Когда я вместе с Джорджем Клуни снималась в фильме «От заката до рассвета», в фильме про вампиров, Джордж сказал: «Черт, друзья доконали меня вопросами: «Значит, ты снимаешься с Джульеттой. Она и вправду ненормальная? Она на самом деле с приветом?» А я, напротив, вполне нормальная. Может, в юности я к была излишне задумчивой. Может, позже я стану такой. Моя работа на самом деле вещь несложная. Я часто увлекаюсь и часто остываю. Включается камера. Включаюсь и я. Отключается камера, отключаюсь я.
Когда люди хотят знать, как тебе удается делать то, что ты делаешь, им приходится объяснять. Им помогает, если они говорят: «Отлично, значит, ты типа немного долбанутая, и тебе поэтому удается на экране выглядеть такой страстной». Им нужно объяснение, а мое объяснение простое — это магия.

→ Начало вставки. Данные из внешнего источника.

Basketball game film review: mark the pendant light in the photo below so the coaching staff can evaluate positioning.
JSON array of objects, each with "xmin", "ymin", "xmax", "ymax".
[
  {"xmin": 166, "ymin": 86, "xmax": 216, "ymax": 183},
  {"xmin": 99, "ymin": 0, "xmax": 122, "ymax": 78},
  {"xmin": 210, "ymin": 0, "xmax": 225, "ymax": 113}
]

Она зачитывает вопрос из списка:
— Строение женского тела тебя когда-нибудь сбивало с толку или нет? (Потому что меня пугало, а я обладаю таким телом.)
Проезжая мимо Центра знаменитостей сайентологической церкви, она говорит:
— Всю сайентологию можно свести к одному большому девизу: «То, что для тебя реально, — реально для тебя». Поэтому в ней нет, скажем, некоей догмы. Это всего лишь прикладная религиозная философия. Сайентологи устраивают небольшие такие курсы вроде «Успех через общение». Они предлагают вам то, что вы можете применить к собственной жизни, но не как какую-то фальшивку. Не как бездумную, как робот, вещь. Вы можете сами увидеть, когда она срабатывает и когда не срабатывает. Если она срабатывает, то дальше работает хорошо. Во всяком случае, мне она здорово помогла.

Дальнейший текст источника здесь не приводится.